Foto: Promo / Skalarmusic

Auf der Liste der Bands, von denen ich seit Jahren sehnlichst auf neue Musik erwarte, belegen Dredg seit jeher einen Platz auf dem Treppchen, immerhin liegt das jüngste, sowohl bei Fans als auch bei der Band selbst mittlerweile mit durchaus gemischten Gefühlen betrachtete Album „Chuckles And Mr. Squeezy“ ganze zehn (!) Lenze zurück. Da hilft es auch wenig, dass sowohl Frontmann Gavin Hayes als auch der Rest des San Francisco Bay Area-Quartetts zwar alle paar Monate Neuigkeiten versprechen, ansonsten aber seit Jahr und Tag nicht wirklich aus den Pötten kommen.

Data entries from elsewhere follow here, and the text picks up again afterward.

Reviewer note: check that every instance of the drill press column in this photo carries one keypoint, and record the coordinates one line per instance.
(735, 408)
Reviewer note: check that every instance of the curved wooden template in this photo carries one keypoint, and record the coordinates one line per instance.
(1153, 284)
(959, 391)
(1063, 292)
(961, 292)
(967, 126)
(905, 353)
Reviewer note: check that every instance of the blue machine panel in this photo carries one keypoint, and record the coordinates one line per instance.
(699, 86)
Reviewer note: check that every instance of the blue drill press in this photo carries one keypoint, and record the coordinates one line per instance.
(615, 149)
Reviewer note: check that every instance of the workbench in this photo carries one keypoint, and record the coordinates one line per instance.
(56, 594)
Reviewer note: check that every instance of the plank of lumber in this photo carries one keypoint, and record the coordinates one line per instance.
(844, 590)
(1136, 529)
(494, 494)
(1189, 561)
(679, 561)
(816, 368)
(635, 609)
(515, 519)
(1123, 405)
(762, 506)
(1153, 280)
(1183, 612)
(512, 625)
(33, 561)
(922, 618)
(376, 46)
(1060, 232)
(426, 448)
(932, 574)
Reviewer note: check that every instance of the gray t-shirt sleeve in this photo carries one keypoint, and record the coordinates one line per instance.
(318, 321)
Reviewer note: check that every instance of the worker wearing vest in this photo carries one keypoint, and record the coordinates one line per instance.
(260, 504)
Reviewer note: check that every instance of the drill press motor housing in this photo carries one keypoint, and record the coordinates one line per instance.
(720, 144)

Fans der vier Alternative-Prog-Rocker bleibt da nur eins: selig bis nostalgisch in alten Erinnerungen schwelgen, alle paar Monde mal wieder in den auch heute noch ebenso fulminanten wie großartigen wie tiefgreifenden Langspieler-Hattrick aus „Leitmotif“ (1999), „El Cielo“ (2002) sowie „Catch Without Arms“ (2005) eintauchen. Oder sich eben davon überzeugen, dass Dredg in ihrer aktiven Zeit zu einer der besten Live-Bands ihres Genres zählten. Glaubste nicht? Dann sei dem kritischen Ohr etwa ebenjene Show als Hörerherz gelegt, die Gavin Hayes (Gesang, Slidegitarre), Mark Engles (Leadgitarre), Drew Roulette (Bass) und Dino Campanella (Schlagzeug, Piano) im Januar 2009 im Konzerthaus Dortmund spielten. Die gibt’s, wie man unten sehhören kann, in bester Qualität sowohl bei YouTube als auch als Bootleg bei archive.org. Von all den Mitschnitten, welche sich wiederum dort finden lassen, sei euch auch jene empfohlen, die die Band 2007 im heimischen San Francisco spielte. Auch dort hören Kenner des Quartetts zwar wenig Neues, dürfen sich jedoch etwas Appetit und Bock auf neue Musik holen. Denn mit einer geschlagenen albumfreien Dekade machen Dredg mittlerweile sogar Rekordhaltern wie Tool mächtig Konkurrenz…

Rock and Roll.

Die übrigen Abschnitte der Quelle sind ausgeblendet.